Apple employees want the option to work remotely indefinitely and are concerned that colleagues may quit if the company makes staff return to the office, The Verge reported, citing an internal survey.
Almost 90 percent of Apple workers polled in June “strongly agree” with the statement “location-flexible working options are a very important issue to me,” the report said. Employees defined “location-flexible” as the option to work from home indefinitely, it added.
According to the report, the survey is not scientific, as it was sent out in a Slack channel for employees to discuss remote work, and only a small fraction of Apple’s 147,000-person workforce likely even knew it existed.

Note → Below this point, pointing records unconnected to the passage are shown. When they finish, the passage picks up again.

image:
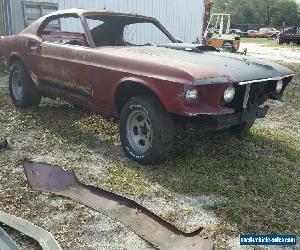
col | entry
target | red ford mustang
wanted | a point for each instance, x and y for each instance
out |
(129, 66)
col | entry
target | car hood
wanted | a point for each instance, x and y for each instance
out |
(204, 62)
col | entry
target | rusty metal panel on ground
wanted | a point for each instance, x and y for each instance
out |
(147, 225)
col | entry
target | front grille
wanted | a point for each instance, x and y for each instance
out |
(259, 92)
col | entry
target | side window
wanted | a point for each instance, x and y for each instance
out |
(143, 34)
(65, 30)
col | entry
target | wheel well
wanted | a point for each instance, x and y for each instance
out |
(129, 89)
(14, 58)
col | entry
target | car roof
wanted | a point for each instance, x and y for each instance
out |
(34, 27)
(88, 12)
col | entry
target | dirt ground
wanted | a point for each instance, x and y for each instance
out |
(224, 184)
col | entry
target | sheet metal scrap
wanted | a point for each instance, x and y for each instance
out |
(3, 143)
(44, 238)
(153, 229)
(6, 243)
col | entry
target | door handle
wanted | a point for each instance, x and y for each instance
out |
(33, 44)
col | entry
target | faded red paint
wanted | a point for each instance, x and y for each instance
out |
(98, 72)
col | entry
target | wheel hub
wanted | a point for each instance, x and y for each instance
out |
(139, 131)
(17, 86)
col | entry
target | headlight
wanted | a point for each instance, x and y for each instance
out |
(191, 95)
(229, 94)
(279, 86)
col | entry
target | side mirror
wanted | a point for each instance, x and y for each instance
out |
(179, 40)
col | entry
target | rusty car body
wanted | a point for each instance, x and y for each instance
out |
(289, 35)
(148, 86)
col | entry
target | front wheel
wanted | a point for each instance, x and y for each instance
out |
(146, 130)
(22, 90)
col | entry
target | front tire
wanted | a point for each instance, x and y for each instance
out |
(146, 130)
(23, 93)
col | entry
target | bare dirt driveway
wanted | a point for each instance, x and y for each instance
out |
(225, 184)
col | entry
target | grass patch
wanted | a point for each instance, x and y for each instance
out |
(267, 42)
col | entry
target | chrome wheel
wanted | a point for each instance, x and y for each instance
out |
(17, 86)
(139, 131)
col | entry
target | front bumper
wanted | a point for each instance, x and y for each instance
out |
(219, 122)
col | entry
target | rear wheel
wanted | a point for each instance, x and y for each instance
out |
(22, 90)
(228, 47)
(146, 130)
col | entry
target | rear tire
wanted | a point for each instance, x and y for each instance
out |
(22, 91)
(146, 130)
(228, 47)
(241, 129)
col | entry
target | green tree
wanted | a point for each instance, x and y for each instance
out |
(266, 12)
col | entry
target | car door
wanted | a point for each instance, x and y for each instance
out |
(62, 65)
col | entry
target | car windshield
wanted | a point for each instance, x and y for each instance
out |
(126, 31)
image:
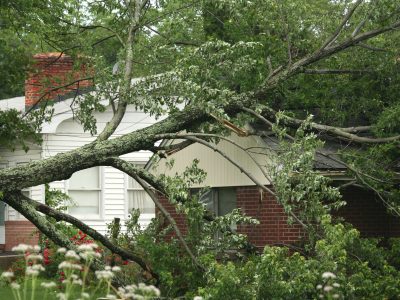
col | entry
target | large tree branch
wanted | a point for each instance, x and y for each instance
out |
(127, 80)
(346, 133)
(17, 201)
(59, 216)
(241, 169)
(346, 18)
(133, 172)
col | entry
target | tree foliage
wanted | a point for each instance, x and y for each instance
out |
(212, 67)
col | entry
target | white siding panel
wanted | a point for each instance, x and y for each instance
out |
(220, 172)
(66, 134)
(17, 157)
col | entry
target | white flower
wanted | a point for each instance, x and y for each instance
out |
(328, 288)
(61, 296)
(87, 247)
(77, 281)
(327, 275)
(116, 269)
(7, 274)
(21, 248)
(37, 267)
(15, 286)
(31, 271)
(34, 257)
(87, 255)
(68, 265)
(72, 254)
(105, 274)
(48, 285)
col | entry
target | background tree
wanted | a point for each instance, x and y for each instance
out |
(227, 62)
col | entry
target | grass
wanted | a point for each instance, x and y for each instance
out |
(41, 294)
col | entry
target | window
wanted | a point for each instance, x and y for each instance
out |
(84, 189)
(138, 198)
(220, 201)
(2, 209)
(26, 192)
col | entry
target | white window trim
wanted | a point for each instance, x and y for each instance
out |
(100, 189)
(143, 216)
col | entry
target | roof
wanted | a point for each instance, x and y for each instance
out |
(325, 160)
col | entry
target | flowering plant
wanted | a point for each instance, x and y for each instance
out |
(75, 268)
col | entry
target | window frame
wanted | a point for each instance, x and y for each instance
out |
(99, 190)
(143, 216)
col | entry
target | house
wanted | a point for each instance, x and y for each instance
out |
(100, 194)
(230, 188)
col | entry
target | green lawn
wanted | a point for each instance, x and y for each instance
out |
(40, 293)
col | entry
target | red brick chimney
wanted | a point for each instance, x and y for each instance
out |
(51, 71)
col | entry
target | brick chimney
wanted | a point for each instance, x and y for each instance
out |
(51, 71)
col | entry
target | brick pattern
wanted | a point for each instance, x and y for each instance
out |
(51, 70)
(18, 232)
(180, 219)
(368, 214)
(273, 227)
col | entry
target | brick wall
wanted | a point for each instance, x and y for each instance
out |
(368, 214)
(273, 228)
(52, 70)
(363, 210)
(18, 232)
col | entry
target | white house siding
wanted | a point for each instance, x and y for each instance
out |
(19, 156)
(221, 172)
(69, 135)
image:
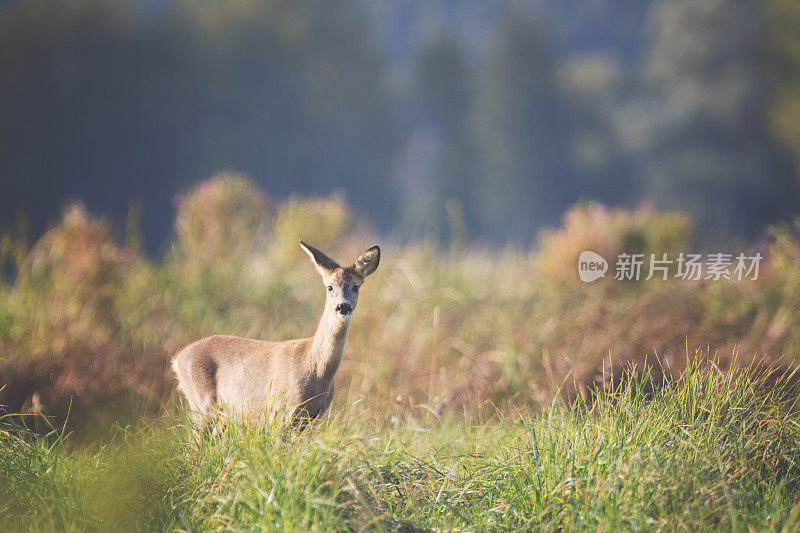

A majority of those surveyed also were concerned that staff would quit if Apple didn’t offer a more flexible approach to remote work.
About 60 percent of respondents said they “strongly agree” with the statement “I am worried that some of my colleagues will have to leave Apple due to LACK of location-flexible work options.” Thirty-seven percent said they were worried they would have to resign due to the lack of flexibility.
Employees sent the survey results to Apple CEO Tim Cook and Deirdre O’Brien, senior vice president of retail and people, on June 14, the news site reported. They included a video with personal testimonies from 24 Apple workers about why remote-working options are important.
Cook has told employees to plan to return to the office three days a week beginning in early September, The Verge reported last month, citing an email the executive sent to staff on June 2.
Two days later, workers expressed their opposition to the new policy in a letter addressed to Cook and obtained by The Verge, which stated that the plan should go further in allowing remote work.